Astronomers examining the properties of black hole jets compared 54 gamma-ray bursts with 234 active galaxies classified as blazars and quasars. Surprisingly, the power and brightness of the jets share striking similarities despite a wide range of black hole mass, age and environment. A NASA photo

WASHINGTON (PTI): NASA's Swift satellite and Fermi Gamma-ray Space Telescope have found that high-speed jets launched from active black holes possess fundamental similarities regardless of mass, age or environment.

The result provides a tantalising hint that common physical processes are at work.

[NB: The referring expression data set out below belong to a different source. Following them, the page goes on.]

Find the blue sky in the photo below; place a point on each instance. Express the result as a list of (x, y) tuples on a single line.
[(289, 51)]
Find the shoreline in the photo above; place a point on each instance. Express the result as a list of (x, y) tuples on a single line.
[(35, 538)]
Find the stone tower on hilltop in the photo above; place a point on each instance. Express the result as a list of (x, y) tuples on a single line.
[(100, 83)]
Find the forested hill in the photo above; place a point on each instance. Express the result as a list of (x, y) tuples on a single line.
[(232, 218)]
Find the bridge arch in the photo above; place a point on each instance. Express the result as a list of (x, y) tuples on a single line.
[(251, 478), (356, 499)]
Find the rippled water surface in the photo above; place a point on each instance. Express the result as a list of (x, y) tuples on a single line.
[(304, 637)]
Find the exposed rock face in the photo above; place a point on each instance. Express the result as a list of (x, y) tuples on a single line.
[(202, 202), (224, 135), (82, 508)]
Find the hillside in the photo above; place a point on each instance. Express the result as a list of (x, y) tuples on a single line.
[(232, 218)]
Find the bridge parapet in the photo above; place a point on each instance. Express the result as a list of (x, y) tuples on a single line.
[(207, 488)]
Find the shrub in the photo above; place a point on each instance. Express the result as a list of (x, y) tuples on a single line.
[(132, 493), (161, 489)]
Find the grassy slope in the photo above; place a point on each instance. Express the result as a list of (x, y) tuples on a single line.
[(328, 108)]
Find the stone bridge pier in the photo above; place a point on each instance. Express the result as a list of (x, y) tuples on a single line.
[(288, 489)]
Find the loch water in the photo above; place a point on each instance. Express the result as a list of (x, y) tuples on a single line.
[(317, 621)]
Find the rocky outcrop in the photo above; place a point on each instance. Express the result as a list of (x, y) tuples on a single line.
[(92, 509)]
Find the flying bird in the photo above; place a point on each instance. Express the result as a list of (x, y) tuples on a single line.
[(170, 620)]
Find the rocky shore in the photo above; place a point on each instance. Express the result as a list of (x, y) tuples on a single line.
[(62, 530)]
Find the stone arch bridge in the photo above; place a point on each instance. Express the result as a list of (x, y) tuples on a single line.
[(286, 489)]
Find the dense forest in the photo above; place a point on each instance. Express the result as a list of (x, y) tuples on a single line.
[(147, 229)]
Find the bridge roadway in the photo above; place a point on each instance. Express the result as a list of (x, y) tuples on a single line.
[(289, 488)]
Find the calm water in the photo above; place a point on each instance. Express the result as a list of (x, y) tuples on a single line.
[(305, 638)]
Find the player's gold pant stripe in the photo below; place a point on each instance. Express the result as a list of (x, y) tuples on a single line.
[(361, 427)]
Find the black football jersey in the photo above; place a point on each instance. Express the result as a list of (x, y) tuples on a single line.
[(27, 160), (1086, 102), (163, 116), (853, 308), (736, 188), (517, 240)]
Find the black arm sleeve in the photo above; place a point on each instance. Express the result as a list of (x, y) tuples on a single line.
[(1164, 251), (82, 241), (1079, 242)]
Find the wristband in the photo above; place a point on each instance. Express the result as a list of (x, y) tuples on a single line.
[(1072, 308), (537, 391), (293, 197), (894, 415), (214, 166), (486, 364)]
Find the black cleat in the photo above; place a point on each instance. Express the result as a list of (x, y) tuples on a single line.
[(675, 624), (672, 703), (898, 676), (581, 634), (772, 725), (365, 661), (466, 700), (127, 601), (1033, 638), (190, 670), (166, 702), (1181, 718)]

"What we're seeing is that once any black hole produces a jet, the same fixed fraction of energy generates the gamma-ray light we observe with Fermi and Swift," said lead researcher Rodrigo Nemmen, a NASA Postdoctoral Program (NPP) fellow at NASA's Goddard Space Flight Center in Greenbelt.

Gas falling toward a black hole spirals inward and piles up into an accretion disk, where it becomes compressed and heated.

Near the inner edge of the disk, on the threshold of the black hole's event horizon - the point of no return - some of the material becomes accelerated and races outward as a pair of jets flowing in opposite directions along the black hole's spin axis.

These jets contain particles moving at nearly the speed of light, which produce gamma rays -- the most extreme form of light -- when they interact.

"We don't fully understand how this acceleration process occurs, but in active galaxies we see jets that have operated so long that they've produced trails of gas extending millions of light-years," Sylvain Guiriec, an NPP fellow at Goddard and a co-author on the study, said in a statement.

At the other end of the scale are gamma-ray bursts (GRBs), the most powerful explosions in the Universe.

Astronomers believe that the most common type of GRB heralds the death of a massive star and the birth of a stellar-mass black hole.

When the star's energy-producing core runs through its store of fuel, it collapses and forms a black hole. As the star's overlying layers cascade inward, an accretion disk forms and the black hole launches a jet.

The particles in some GRB jets have been clocked at speeds exceeding 99.9 per cent the speed of light. When the jet breaches the star's surface, it produces a pulse of gamma rays typically lasting a few seconds.

To search for a trend across a wide range of masses, the scientists looked at the galactic-scale equivalent of GRB jets. These come from the brightest classes of active galaxies, blazars and quasars, which sport jets that likewise happen to point our way.